New Delhi, Sept. 16: Enforcing the right to education law in minority institutions will be “unconstitutional”, India’s apex minority education watchdog has said, exposing a rift within the government on the applicability of the landmark legislation.
If implemented in minority education institutions, the Right of Children to Free and Compulsory Education Act would violate the Constitution, the National Commission for Minority Educational Institutions (NCMEI) has said.
“We welcome the law for the nation, but the commission has taken a position that implementing it in minority educational institutions would be unconstitutional, and would violate Supreme Court rulings and the NCMEI’s own guidelines,” Sister Jessy Kurien, a member of the NCMEI, told The Telegraph.
This is the first time that fissures have appeared within key government agencies over the applicability on minority education institutions of the law passed by Parliament in its last session.
The commission reports to the human resource development ministry headed by Kapil Sibal, who has argued that the right to education law does not violate minority rights guaranteed under the Constitution.
Sibal had said he wanted to implement the law from the next academic session.
Under Article 30 of the Constitution, minorities are allowed to run and administer their own education institutions, without any government interference except in cases of alleged corruption.
This understanding of the article has been upheld by the Supreme Court.
The UPA, in earlier laws like the legislation to enforce OBC quotas in higher education, had specifically exempted institutions covered under Article 30.
But the right to education law does not exempt minority institutions, as was reported by The Telegraph on December 13, 2008.
The law requires all schools to reserve at least 25 per cent seats for economically and socially weak children.
This quota, if implemented in minority schools, will constitute a violation of Article 30, said Kurien.
Sibal has argued that the quota can be used by minority institutions to assist backward or poor students of their own community.
But Kurien argued that this too would constitute a violation of the law.
“The commission,too, believes that minority institutions should come forward and help their community. But any decision by an institution to reserve seats must be purely voluntary. They cannot be bound under this law,” she said.
NCMEI sources also pointed to what they called a deeper “inconsistency” between their rules and the right to education law.

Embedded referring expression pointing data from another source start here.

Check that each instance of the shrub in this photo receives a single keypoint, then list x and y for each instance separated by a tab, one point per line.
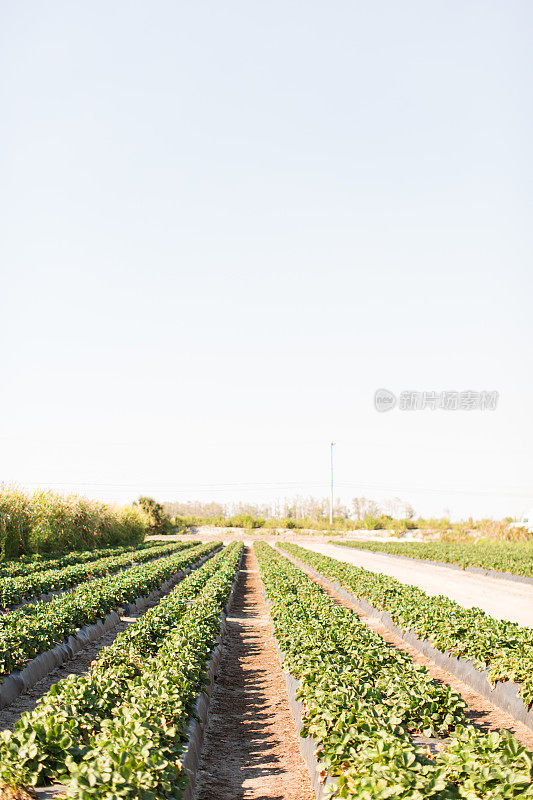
45	522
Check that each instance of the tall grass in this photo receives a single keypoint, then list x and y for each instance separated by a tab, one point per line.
46	522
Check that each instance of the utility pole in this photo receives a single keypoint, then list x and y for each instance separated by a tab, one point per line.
332	445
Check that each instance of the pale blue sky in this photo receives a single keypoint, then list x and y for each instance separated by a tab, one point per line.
224	225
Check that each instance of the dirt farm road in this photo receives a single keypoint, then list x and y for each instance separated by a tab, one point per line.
499	598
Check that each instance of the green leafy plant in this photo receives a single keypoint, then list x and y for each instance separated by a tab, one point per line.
503	648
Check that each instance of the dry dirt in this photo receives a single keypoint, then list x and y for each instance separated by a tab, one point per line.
498	597
480	712
251	746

A section in the law — requiring that 75 per cent of a school’s management committee consist of guardians or parents of students — violates the commission’s guidelines for granting minority status to institutions, they argued.
NCMEI guidelines require that the majority of management members of an institution must belong to a particular minority community for that institution to be eligible for minority status.

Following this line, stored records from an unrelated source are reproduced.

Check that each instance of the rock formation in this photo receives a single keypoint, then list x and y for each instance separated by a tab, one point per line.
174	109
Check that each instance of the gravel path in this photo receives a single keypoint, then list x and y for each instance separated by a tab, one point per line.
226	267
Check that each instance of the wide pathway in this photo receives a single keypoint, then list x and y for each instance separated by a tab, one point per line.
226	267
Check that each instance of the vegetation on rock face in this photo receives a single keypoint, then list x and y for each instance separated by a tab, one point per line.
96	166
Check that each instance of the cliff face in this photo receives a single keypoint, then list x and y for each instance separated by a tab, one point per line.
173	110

As students at many missionary and other minority schools belong to all religions, forming the school management committee according to the right to education law could mean giving up minority status, NCMEI sources said.
Sibal, a lawyer, finds himself up against other legal experts and commentators in this debate with the NCMEI.

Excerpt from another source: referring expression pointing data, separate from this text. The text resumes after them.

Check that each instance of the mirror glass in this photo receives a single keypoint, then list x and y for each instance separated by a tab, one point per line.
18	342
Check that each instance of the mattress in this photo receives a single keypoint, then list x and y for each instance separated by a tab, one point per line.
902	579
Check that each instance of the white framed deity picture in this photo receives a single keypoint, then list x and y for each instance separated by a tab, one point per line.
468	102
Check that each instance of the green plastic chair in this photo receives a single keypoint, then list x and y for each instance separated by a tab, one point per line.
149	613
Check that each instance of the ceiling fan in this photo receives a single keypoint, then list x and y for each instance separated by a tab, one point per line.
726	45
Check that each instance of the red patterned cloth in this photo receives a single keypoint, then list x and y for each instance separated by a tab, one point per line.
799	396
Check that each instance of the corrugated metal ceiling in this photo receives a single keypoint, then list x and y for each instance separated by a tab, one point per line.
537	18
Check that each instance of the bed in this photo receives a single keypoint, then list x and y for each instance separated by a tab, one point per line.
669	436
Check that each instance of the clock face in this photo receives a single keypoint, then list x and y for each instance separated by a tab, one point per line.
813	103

The commission is headed by Justice M.S.A. Siddiqui, a retired judge of Delhi High Court. Kurien is herself a lawyer and had recently published a book on legal education in schools.
Sibal had to out-shout UPA ally Asauddin Owaisi in the Lok Sabha during the debate on the right to education bill after the Hyderabad MP alleged that it violated the law.
But the opposition from the NCMEI to the law’s application on minority institutions is likely to prove harder for Sibal to bypass as minority perceptions are viewed by the Congress as critical to its fortunes.
The commission was set up in 2004 by the UPA after it first came to power with the specific task of protecting minority rights in the field of education.